MANAGED CARE February 2008. ©MediMedia USA
Insurers have maintained strong earnings in recent years — much to the delight of stockholders — because of relatively stable expenses, improved case management, and new technology. However, a report by A.M. Best Company, a global credit rating organization, suggests that insurers will need to navigate a challenging financial landscape in 2008.
According to “Health Insurers’ Financial Results Will Be Tested as Markets Evolve,” health plans involved in Medicare and Medicaid may experience higher medical loss ratios overall because more, and more expensive, claims are being filed.
In addition, not-for-profit Blue Cross & Blue Shield companies may see a dip in revenue because these companies generate earnings through income, rather than underwriting gains.
The industry may also draw attention from Congress, particularly companies that are involved with Medicare Advantage programs, which have contributed to enrollment growth.
The report suggests that payment rates, particularly for private fee-for-service plans, may draw closer scrutiny from the federal government.

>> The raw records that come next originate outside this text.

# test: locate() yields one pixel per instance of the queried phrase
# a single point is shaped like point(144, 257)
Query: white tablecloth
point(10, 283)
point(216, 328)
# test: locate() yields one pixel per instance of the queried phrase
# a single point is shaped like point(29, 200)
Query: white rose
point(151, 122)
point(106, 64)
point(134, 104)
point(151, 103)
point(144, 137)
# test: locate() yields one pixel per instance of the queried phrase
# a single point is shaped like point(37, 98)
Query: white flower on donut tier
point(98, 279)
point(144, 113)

A.M. Best expects underwriting margins for provider-owned and -affiliated health plans to remain stable at 2.3 percent for the first nine months of 2007. This was the same rate as 2006’s full-year result. Historically, underwriting margins had been declining from as high as 2.8 percent in 2003 to 2.6 percent in 2004, before falling to 2.1 percent in 2005. Provider-owned and -affiliated health plans may also face pressure on medical loss ratios because of competition and higher costs as plans increase expenses related to sales, marketing, and commissions to defend their existing accounts and to expand their business.
And as in other election years, proposals by presidential candidates to reform health care, including Medicare expansion, granting states flexibility to develop coverage mandates, and tax credits to pay for expenses, will make 2008 an interesting year for the industry.